There’s more to D.C. than just the government, however, and a series of sessions have been developed to highlight producing news and video in the city. Terry Scutt, content director at Future and coordinator for the Producing News and Video in D.C. stream, has lined up individual sessions that will cover local news production, best practices for creating political ads or videos, the waiver process for drone operators trying to enter “no-fly zones” and a profile of unique locations with the D.C. Office of Cable Television, Film, Music and Entertainment.
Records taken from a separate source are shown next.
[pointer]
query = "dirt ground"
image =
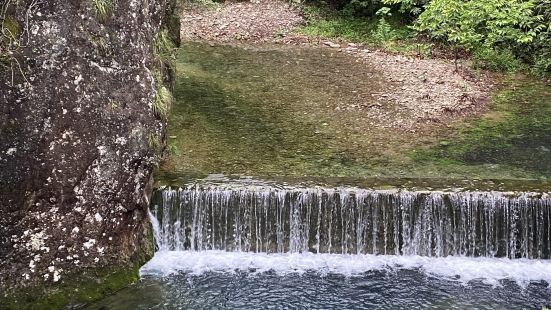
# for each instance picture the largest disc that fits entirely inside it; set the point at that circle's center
(430, 90)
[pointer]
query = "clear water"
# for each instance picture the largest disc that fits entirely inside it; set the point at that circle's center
(287, 275)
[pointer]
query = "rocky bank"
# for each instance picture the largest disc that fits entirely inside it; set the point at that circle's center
(84, 89)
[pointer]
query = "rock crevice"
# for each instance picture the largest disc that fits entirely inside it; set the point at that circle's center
(79, 138)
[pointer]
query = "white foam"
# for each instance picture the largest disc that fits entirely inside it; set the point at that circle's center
(463, 269)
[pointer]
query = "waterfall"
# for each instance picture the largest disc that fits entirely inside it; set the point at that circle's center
(275, 219)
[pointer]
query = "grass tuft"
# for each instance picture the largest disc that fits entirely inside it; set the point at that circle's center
(103, 9)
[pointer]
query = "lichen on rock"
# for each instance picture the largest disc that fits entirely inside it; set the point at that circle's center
(77, 114)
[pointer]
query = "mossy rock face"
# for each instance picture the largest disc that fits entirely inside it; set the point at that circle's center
(75, 159)
(11, 28)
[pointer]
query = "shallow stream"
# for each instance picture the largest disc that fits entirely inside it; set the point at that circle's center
(387, 240)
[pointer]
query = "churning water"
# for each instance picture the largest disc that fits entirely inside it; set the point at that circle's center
(274, 247)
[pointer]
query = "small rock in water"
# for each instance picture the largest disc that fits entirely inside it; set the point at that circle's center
(331, 44)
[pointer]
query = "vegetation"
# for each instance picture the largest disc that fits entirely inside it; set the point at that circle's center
(504, 35)
(103, 9)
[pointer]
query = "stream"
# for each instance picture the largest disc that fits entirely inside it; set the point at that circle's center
(340, 210)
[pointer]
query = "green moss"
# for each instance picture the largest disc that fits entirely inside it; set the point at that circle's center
(103, 9)
(10, 28)
(83, 287)
(77, 290)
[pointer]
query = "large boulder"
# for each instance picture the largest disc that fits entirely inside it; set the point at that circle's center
(82, 109)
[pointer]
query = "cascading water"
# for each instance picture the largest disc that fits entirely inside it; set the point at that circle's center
(273, 219)
(234, 245)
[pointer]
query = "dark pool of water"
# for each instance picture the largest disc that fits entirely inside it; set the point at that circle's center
(401, 289)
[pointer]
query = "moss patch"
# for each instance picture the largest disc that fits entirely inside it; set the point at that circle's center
(515, 135)
(84, 287)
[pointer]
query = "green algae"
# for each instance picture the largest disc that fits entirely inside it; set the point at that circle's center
(273, 112)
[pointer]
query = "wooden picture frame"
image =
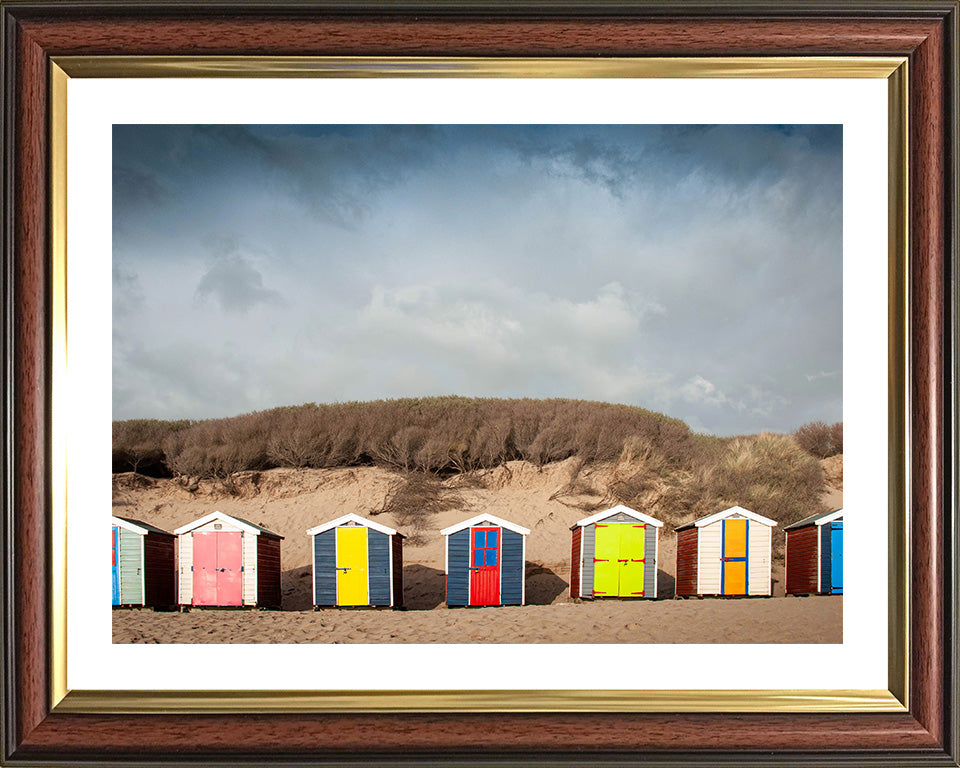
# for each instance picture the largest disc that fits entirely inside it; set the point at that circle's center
(35, 34)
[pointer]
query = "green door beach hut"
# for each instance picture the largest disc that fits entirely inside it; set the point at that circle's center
(614, 554)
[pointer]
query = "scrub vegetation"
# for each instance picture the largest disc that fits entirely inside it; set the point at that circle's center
(622, 454)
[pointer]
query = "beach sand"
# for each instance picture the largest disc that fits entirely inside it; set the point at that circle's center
(291, 501)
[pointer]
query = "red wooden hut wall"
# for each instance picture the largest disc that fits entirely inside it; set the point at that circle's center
(802, 554)
(159, 569)
(268, 571)
(687, 561)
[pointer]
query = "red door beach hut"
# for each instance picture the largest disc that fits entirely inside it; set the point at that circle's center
(614, 554)
(142, 561)
(356, 562)
(226, 561)
(484, 562)
(726, 553)
(814, 555)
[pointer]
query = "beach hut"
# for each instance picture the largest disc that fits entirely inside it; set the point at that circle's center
(142, 564)
(726, 553)
(484, 562)
(814, 555)
(356, 562)
(615, 554)
(227, 561)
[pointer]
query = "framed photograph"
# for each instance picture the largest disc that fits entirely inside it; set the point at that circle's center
(504, 199)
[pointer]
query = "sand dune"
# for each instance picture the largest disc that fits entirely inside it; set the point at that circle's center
(291, 501)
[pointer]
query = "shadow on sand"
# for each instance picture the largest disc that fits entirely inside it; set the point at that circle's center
(666, 585)
(543, 585)
(296, 591)
(424, 588)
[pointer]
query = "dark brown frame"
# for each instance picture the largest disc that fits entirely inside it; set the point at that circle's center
(925, 32)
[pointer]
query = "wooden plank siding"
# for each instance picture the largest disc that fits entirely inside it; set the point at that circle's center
(758, 564)
(378, 567)
(650, 566)
(802, 551)
(397, 545)
(589, 552)
(325, 568)
(160, 570)
(185, 568)
(687, 560)
(458, 568)
(512, 567)
(131, 568)
(575, 562)
(268, 571)
(250, 571)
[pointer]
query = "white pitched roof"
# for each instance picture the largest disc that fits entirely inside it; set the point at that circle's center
(734, 511)
(620, 508)
(485, 518)
(137, 526)
(244, 525)
(351, 518)
(128, 524)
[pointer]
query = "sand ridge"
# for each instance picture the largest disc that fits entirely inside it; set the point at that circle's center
(290, 501)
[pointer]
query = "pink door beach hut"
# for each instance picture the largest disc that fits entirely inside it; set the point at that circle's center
(225, 561)
(727, 553)
(614, 554)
But her personal favorite session satisfies the sweet tooth, as Michael F. Cormier, the director of photography for TLC’s “DC Cupcakes,” will give a behind-the-scenes look at the show filmed in Georgetown.
TECHNOLOGY OF THE FUTURE
Beyond the city limits of the nation’s capital, streams like the Future of Video will offer attendees some advice on how video can be expected to evolve in the coming years.
“Technology is changing all the time, so we’re bringing together as many experts as we can to address different aspects—whether it’s exploring new imaging formats, looking at how to manage 8K content or considering how 5G will impact video delivery,” said Clapp, who is serving as the session’s coordinator.
Other highlights of the Video Show will include a question and answer session with the filmmaking team behind the award-winning documentary “17 Blocks;” a session on the future of mobile journalism as well as a boot camp focused on some of the tricks of the trade; CreativeMediaMatter’s Gail McCabe will offer guidance on how to prepare and reduce stress when shooting solo; and the founder of PBS NewsHour’s Student Reporting Lab will be joined by students currently in the program and creating news for PBS stations.
“Honestly, each time we finalize a session, that’s my new favorite one,” said Clapp.
The exhibit floor will feature industry-leading brands and innovative tech startups so attendees can discover and get hands-on with all of the latest products and software from exhibitors such as AJA, Canon, ENCO, K5600, LAWO, Quantum and many more.
“This year the goal is to establish The Video Show as an exciting platform for the mid-Atlantic video community, and then going forward we really want to grow the event in all aspects—education, visitors, networking sponsors and exhibitors,” Sullens said.